Questi elementi inerenti alla fisiologia ed alla comunicazione primaria/semplice (orientata per il maschio all'esercizio di quanto più buon sesso possibile e per la femmina all'esercizio di quanto sesso sia sufficiente per procreare e, quindi, all'allevamento dei cuccioli), pur se estremante indicativi e rilevanti in una cultura, come quella attuale, maschiocentrica, non possono essere trascurati persino nella mia ipotesi di un'antica, diffusa e predominante cultura madricentrica.

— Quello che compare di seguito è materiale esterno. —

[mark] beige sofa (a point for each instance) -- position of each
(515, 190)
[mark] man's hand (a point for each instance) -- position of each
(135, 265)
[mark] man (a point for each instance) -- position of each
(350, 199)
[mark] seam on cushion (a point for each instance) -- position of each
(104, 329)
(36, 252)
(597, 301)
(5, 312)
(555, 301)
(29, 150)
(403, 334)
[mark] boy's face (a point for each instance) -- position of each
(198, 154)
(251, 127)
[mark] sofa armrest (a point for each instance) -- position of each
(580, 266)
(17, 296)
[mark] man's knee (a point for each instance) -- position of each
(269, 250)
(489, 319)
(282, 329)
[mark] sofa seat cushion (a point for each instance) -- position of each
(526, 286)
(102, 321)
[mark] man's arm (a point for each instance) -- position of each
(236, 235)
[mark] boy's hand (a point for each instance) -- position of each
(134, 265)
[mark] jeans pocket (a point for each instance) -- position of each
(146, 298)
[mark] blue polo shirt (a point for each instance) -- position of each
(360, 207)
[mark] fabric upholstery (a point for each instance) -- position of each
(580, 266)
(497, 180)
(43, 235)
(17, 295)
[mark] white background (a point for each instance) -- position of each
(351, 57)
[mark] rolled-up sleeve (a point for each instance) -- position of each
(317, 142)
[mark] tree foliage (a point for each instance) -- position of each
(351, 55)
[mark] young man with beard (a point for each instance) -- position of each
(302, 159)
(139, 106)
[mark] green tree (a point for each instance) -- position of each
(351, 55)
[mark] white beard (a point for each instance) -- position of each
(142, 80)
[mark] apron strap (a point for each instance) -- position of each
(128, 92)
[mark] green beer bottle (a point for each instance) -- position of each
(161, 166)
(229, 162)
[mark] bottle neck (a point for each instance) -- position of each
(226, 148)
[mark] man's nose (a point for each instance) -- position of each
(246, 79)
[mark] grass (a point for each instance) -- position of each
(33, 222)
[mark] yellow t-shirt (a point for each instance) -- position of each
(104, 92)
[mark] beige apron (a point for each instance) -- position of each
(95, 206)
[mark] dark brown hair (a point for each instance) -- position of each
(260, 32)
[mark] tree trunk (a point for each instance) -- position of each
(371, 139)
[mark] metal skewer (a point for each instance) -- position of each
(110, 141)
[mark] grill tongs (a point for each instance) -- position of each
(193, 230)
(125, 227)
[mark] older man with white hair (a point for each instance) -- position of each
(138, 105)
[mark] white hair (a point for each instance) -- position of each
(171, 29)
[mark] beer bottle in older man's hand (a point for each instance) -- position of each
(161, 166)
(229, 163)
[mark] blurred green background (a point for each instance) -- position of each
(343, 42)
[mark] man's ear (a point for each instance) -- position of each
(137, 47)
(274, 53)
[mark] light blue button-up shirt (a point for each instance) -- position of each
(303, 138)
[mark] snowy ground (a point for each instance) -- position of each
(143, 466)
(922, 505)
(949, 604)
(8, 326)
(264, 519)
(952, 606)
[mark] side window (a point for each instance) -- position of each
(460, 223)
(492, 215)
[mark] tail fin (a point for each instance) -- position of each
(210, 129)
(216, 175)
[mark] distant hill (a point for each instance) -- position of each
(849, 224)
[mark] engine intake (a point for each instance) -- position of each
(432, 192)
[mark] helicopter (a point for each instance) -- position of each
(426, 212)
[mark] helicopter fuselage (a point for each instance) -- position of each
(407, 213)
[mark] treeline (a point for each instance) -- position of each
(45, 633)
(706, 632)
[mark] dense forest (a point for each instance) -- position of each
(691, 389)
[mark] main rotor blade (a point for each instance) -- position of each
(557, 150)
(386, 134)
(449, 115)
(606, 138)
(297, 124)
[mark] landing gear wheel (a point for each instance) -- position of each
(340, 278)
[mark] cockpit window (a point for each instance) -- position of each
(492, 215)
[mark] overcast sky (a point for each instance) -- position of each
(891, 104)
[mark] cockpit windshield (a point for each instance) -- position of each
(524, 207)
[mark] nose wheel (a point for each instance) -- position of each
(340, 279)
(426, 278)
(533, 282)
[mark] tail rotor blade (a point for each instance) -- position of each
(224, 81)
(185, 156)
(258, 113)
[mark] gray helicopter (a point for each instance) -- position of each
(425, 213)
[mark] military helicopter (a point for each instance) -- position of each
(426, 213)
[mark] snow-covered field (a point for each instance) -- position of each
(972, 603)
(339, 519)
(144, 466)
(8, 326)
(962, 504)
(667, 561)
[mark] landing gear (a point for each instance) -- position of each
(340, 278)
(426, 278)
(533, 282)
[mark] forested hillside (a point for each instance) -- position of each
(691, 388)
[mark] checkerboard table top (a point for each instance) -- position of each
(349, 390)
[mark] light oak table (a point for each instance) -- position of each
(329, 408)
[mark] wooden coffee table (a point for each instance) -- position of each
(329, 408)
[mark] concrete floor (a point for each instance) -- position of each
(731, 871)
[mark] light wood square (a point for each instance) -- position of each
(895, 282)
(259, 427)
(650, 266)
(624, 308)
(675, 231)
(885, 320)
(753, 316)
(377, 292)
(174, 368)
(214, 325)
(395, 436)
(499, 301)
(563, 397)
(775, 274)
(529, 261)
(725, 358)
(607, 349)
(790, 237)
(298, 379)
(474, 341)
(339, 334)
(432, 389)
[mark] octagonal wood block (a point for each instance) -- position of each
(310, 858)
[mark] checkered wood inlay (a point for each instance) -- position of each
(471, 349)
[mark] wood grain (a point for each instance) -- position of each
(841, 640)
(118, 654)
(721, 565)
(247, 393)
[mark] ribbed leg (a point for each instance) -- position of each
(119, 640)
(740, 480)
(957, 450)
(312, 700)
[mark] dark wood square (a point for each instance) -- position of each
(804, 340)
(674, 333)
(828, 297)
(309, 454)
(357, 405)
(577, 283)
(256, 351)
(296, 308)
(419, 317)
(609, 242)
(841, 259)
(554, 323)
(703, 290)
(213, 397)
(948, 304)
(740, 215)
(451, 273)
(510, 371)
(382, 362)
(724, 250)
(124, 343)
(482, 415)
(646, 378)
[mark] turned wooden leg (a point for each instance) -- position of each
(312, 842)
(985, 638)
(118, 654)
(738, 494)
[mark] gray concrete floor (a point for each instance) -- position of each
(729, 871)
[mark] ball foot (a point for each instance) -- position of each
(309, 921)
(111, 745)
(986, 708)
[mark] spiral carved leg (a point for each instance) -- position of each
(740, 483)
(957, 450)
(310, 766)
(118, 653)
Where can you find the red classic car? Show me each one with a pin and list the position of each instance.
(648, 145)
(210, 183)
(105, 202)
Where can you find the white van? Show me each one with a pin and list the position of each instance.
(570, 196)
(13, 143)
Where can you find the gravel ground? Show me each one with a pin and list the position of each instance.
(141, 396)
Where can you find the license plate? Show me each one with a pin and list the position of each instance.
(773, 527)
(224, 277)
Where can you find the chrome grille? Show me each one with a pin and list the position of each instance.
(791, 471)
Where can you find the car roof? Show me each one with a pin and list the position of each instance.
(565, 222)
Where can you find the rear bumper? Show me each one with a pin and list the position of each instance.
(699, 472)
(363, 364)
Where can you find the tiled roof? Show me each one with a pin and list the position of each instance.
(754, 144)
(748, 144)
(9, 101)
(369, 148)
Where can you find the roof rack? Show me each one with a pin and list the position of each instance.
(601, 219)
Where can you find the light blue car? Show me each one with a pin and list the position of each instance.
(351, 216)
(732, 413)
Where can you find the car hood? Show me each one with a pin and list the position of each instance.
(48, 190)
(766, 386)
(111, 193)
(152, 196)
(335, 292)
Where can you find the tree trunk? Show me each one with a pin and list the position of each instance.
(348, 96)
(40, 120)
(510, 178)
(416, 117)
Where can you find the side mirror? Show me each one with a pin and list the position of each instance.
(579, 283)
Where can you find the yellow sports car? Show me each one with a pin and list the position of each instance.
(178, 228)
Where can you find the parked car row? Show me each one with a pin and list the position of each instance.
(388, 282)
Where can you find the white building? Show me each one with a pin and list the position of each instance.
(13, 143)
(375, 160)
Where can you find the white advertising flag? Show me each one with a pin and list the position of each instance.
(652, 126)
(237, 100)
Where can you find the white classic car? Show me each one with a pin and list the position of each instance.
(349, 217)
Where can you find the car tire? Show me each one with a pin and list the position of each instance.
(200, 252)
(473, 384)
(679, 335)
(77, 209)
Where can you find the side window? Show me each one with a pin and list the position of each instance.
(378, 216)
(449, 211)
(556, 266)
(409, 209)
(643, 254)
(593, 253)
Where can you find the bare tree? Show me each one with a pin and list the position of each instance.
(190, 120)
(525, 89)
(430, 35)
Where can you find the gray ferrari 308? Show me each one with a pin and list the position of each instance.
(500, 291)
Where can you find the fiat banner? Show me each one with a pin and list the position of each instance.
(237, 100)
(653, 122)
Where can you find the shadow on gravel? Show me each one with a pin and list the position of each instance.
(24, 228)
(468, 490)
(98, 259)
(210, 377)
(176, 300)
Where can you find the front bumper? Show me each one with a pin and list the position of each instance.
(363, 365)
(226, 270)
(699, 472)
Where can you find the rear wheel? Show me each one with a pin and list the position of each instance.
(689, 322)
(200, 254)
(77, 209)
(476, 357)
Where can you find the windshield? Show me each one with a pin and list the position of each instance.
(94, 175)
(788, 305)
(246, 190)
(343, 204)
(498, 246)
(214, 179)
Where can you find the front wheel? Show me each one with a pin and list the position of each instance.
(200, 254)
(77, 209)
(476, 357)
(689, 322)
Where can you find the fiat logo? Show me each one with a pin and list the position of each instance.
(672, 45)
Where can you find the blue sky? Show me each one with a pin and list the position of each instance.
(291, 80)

Certamente, in quest'ultima, alcune possibili soluzioni a questo specifico problema dovevano esistere e, in alcuni casi, dovrebbero riflettere sistemi relazionali nei quali la madre era sempre certa ed i piccoli erano figli di molti padri o "zii" (come vengono tuttora definiti presso alcune popolazioni), configurando una sorta di poliandria, mentre in altri potrebbero parzialmente richiamarsi a quella che attualmente definiamo "prostituzione"; così antica da non poter essere materialmente datata questa particolare "attività" di un determinato numero di soggetti femmine assume caratteri di sacralità e di funzione sociale tanto maggiori quanto più si risale indietro nel tempo. Il che farebbe ritenere che, nella mia precitata ed ipotizzata società madricentrica e matrilineare. questa (della prostituzione sacra o istituzionale) potesse costituire una delle valide soluzioni almeno per il problema della "pressione" fisiologica dei maschi e delle conseguenti violenze da "privazione" commesse dagli stessi.